Global Launch Events for The Power of Open
The Power of Open launched with events from around the world. The official launch occurred June 29 at The New America Foundation in Washington D.C., featuring Global Voices Online and IntraHealth, with CC CEO Cathy Casserly representing for staff. Additional launch events took place from June 16 in Tokyo, Japan, with the last event happening tomorrow, July 8, in Madrid, Spain. For the full list of events that took place in Brussels, Rio de Janeiro, London, and Paris, head on over to http://thepowerofopen.org/events. We will be reporting on outcomes from these events, so be sure to keep up-to-date by subscribing to our blog and using the tag #powerofopen on social media.
In other news:
- We have interns this summer! Casey is researching how Creative Commons has changed the discourse around copyright law. Jorge is researching stuff too, as well as coordinating with our international Affiliate Network. Read more.
- We held our 3rd Arab Regional Meeting in Tunis. We also held a rocking concert and are going to make a CD out of it under CC BY-NC!
- An example of the trend toward use of more open licenses noted above is Free! Music! Contest 2011 which this year is promoting CC BY and BY-SA licensed music. Bands can register through July 31.
- We presented at this year’s Open Knowledge Conference with the Open Knowledge Foundation (OKF) on Open Data Licensing.
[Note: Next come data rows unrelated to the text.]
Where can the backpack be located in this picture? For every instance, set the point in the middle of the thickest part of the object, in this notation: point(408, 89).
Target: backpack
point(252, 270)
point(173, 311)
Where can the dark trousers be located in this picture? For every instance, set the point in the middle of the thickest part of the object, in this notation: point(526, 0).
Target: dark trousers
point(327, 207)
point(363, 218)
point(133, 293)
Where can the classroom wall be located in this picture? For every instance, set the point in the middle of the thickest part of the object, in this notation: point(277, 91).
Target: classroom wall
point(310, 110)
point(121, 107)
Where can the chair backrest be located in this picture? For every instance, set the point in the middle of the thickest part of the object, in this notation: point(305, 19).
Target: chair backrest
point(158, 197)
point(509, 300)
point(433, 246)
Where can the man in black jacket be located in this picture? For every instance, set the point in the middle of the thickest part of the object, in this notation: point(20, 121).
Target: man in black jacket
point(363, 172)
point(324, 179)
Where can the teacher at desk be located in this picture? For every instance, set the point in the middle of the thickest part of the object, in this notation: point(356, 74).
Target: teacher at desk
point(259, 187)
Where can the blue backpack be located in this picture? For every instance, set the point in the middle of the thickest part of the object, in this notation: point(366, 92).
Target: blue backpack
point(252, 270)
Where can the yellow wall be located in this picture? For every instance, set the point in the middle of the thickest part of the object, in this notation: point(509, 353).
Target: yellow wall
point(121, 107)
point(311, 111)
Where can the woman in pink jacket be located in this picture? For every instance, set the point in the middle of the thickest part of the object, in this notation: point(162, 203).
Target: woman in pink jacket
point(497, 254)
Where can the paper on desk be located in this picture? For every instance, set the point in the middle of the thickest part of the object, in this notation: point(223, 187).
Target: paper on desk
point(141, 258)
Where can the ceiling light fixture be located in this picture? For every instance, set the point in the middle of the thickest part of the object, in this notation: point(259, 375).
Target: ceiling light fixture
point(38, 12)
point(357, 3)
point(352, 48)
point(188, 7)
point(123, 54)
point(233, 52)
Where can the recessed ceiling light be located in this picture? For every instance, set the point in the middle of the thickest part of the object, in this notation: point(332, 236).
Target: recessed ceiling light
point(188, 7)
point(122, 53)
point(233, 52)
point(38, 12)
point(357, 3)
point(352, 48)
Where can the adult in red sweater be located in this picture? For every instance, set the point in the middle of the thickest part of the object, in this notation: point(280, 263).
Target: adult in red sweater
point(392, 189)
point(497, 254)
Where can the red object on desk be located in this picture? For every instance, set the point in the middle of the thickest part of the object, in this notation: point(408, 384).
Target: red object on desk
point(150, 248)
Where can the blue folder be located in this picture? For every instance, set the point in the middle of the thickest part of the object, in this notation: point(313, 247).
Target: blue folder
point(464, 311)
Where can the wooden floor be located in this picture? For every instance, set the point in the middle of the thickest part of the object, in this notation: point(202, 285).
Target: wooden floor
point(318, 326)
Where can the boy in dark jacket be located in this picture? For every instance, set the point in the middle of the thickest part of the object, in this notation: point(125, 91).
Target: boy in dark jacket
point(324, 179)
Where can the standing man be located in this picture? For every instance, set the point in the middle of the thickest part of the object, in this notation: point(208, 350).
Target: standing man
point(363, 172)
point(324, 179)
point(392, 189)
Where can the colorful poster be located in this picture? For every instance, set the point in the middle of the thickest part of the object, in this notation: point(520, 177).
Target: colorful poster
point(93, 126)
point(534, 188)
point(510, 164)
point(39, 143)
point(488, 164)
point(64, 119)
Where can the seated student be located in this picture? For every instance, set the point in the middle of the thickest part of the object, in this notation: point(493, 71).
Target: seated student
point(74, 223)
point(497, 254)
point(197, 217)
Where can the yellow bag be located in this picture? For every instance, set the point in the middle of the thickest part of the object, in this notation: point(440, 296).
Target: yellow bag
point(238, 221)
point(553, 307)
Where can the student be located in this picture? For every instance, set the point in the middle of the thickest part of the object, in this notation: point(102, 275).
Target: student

The OKF is also hosting Open Government Data Camp in October.
- Speaking of open data, participants of the Linked Open Data in Libraries Museums and Archives Summit (LOD-LAM) drafted an Open Ranking System for Library, Archive, and Museum Collection Metadata.
- Speaking of open government, License or Public Domain for Public Sector Information (PSI)?
- In policy news: the Commonwealth of Learning adopted CC BY-SA as part of its new open educational resources (OER) policy, the Open Society Foundations started encouraging its grantees to use CC licenses as part of its new copyright policy, and Brazil introduced OER into federal legislation in addition to adopting it as part of a local government policy.
- The Albanian translation of the CC license suite is open for review.
- Lastly, we are working with the Association of Educational Publishers to establish a common learning resources framework to help unleash the tremendous potential of OER and online learning.